Source: wastebusters
RDF is produced by removing recyclables and noncombustible waste and producing a combustible material by shredding, compressing, and pelletization of remaining waste.
Biomethanation
This process is well established and matured technology, but suitable only for wet biodegradable wastes. It’s anaerobic digestion of biodegradable organic waste in an enclosed container under controlled conditions of temperature, moisture, pH, etc.
Source: slideshare
Decomposition takes place of organic fractions present in waste and it generates biogas comprising mainly of methane and carbon dioxide. The remaining material is rich in nutrients and can be used as fertilizer.
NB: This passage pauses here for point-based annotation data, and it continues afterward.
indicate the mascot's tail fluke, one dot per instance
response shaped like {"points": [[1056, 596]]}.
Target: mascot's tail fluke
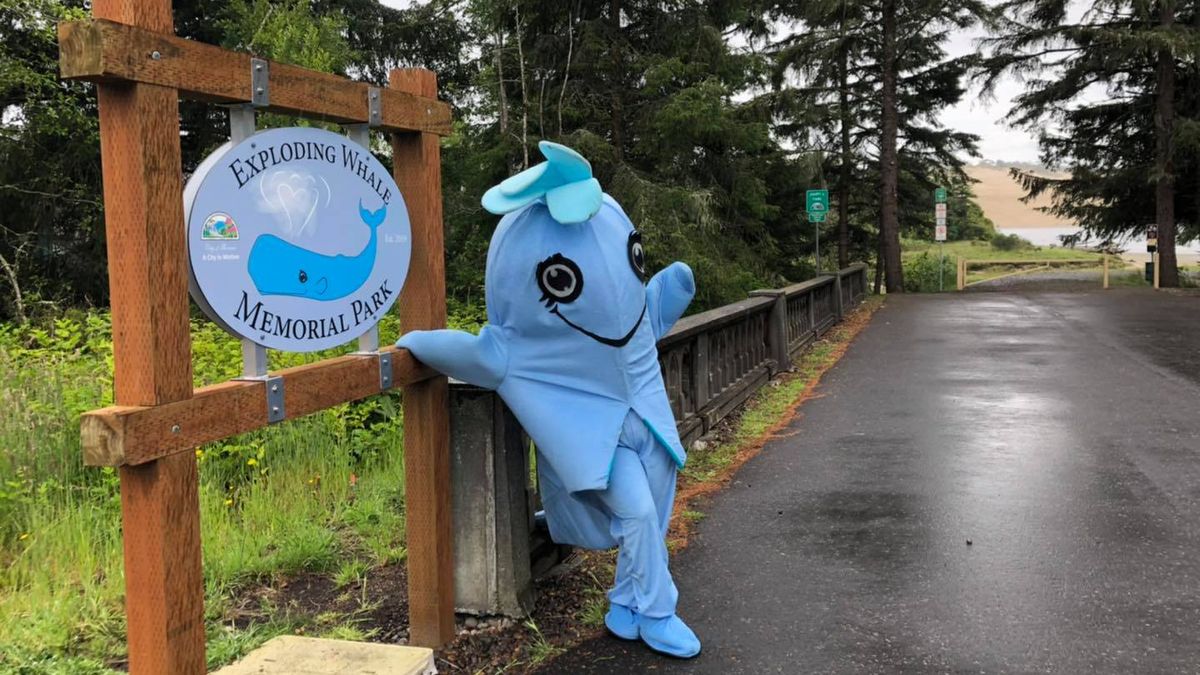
{"points": [[373, 219], [564, 180]]}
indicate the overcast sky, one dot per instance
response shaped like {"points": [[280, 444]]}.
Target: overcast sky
{"points": [[997, 141], [983, 118]]}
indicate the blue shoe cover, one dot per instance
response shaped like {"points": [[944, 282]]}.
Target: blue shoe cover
{"points": [[669, 635], [621, 621]]}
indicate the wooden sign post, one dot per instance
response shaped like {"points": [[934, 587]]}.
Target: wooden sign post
{"points": [[142, 70]]}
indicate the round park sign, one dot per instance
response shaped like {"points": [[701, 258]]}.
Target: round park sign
{"points": [[298, 238]]}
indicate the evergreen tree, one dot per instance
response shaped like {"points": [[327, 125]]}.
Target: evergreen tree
{"points": [[1140, 132], [879, 67]]}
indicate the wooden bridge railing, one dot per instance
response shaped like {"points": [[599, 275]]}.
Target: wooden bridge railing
{"points": [[714, 360]]}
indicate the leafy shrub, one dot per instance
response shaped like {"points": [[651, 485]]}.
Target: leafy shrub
{"points": [[921, 273]]}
For gasification and anaerobic digestion to be successful, the MSW must be segregated in color-coded containers for each type of waste at the generation site. This step supports recycling efforts and it might reduce some MSW sorting costs.
From an economic point of view, MSW incineration and gasification present more advantages. Nevertheless, since waste management is often based on other aspects than purely economic criteria (i.e., social or environmental), anaerobic digestion should not be discarded as a future option to recover energy from MSW, although it would be necessary to reduce its investment costs.
Waste is a growing renewable source that can be used for the generation of energy. While selecting the WtE technology, one has to look at the scale of waste to be processed, existing emission norms, energy recovery, and economic factors.
Conversion of waste to energy does not only reduce the detrimental effects of land disposal but also avoids GHG emissions associated with fossil fuels combustion.